Will it be fair to assert that engaging in romantic relationships is fast becoming an alternative to suicide? ‘‘For better, for worse’’ has been taken literally, and this is not just by married couples, but persons who should have otherwise just enjoyed their diverse romantic relationships – from dating to cohabitating. Perhaps the assertion is unfair to thriving relationships because they still exist. But, here in Ghana, as the news bulletins and social media continue to be saddled with stories of people ending the lives of their romantic partners, and perpetuating extreme levels of abuse and violence, there is a cause for alarm. A viable one.

‘‘Girl Kills Boyfriend Over Cheating Suspicions’’, ‘’Boy Butchers Girlfriend after Heated Argument’’ and “Man Pours Acid on Wife after Alleged Cheating’’; these stories go on and on. The recent story of a 16-year-old hairdresser burning down her boyfriend’s room after a breakup in the Central Region of Ghana is just one of the many stories thronging the internet. The sad and unfortunate thing is that young people, even teenagers have become perpetrators of such violent acts. What then are some of the underlying causes of such extreme reaction and responses and what is the way forward?
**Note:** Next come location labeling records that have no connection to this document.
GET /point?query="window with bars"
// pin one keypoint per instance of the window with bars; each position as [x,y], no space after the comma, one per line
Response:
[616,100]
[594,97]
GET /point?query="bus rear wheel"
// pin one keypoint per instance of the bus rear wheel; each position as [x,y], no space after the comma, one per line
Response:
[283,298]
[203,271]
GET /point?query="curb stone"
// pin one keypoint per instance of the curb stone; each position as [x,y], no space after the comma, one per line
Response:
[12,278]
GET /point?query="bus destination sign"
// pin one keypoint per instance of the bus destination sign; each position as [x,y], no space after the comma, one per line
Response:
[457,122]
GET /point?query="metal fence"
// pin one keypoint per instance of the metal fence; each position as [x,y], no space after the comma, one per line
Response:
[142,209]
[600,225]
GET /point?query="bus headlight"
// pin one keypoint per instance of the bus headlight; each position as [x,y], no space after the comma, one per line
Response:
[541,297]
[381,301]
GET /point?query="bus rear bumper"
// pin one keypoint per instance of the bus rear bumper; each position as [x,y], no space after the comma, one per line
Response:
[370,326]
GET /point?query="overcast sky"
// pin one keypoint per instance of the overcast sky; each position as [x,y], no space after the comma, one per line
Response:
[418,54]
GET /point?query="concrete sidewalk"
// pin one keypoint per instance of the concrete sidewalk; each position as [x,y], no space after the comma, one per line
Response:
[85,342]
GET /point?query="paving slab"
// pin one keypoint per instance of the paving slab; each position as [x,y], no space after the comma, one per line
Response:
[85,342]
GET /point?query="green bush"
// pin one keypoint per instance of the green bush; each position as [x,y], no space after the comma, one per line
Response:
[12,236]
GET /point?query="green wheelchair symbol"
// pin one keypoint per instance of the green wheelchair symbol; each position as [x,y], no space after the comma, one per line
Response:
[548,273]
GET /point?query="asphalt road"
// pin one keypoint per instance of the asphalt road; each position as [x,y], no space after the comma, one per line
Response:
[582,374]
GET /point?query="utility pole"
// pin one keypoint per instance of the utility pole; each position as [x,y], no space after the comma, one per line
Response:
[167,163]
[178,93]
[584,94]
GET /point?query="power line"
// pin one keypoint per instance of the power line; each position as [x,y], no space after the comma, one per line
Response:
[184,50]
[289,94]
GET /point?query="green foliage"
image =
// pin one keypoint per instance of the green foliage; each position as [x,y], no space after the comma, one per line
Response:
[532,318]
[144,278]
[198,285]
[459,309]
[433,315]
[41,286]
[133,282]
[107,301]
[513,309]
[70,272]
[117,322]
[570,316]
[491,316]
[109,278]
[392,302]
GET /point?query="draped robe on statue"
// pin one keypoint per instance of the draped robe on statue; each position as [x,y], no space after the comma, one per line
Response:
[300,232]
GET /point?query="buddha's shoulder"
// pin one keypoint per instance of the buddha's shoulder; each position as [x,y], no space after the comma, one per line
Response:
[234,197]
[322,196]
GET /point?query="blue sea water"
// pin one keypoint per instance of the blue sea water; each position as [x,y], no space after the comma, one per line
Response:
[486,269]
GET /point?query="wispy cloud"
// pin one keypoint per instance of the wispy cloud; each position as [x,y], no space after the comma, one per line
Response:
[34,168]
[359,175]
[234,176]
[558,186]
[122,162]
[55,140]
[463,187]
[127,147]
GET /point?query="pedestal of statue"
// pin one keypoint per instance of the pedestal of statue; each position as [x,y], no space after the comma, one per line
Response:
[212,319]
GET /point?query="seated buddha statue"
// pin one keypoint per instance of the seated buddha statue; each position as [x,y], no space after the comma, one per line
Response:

The main causes of such extreme actions by partners in relationships are a long-term pattern of abuse, violence, and control within the relationship. It usually begins with experiencing problems in the relationship that are left unresolved and breed resentment over time. It also seems to be a clear case of immaturity, lack of emotional control and to put it simply, the lack of preparedness for a relationship.

To avoid falling prey to violence in relationships is to spot the signs early. A history of domestic violence, substance abuse, possessiveness, control are tell-tale signs. These signs are sometimes ignored ultimately leading to fatal consequences. The trauma of violence especially in romantic relationships can lead to mental health disorders such as depression, anxiety, Post Traumatic Stress Disorder (PTSD), etc. All of which are obviously detrimental to one’s well-being.

According to the National News Agency, counselling is a from of early intervention; a necessary step to help couples identify and address issues in their relationships. This is a form of early intervention. Conflict management is studied during these sessions as well as healthy and effective communication. It is also important for young people to be taken through various forms of counselling in schools at home and at structured events. The importance of this is to help develop their mental faculties and to train them to be more equipped in their social interactions. Social services should also offer maximum support to victims of abuse, so they do not fall back into abusive associations.

It can be a daunting task, but once there is a conscientious effort to address violence and abuse early in relationships, casualties can be prevented.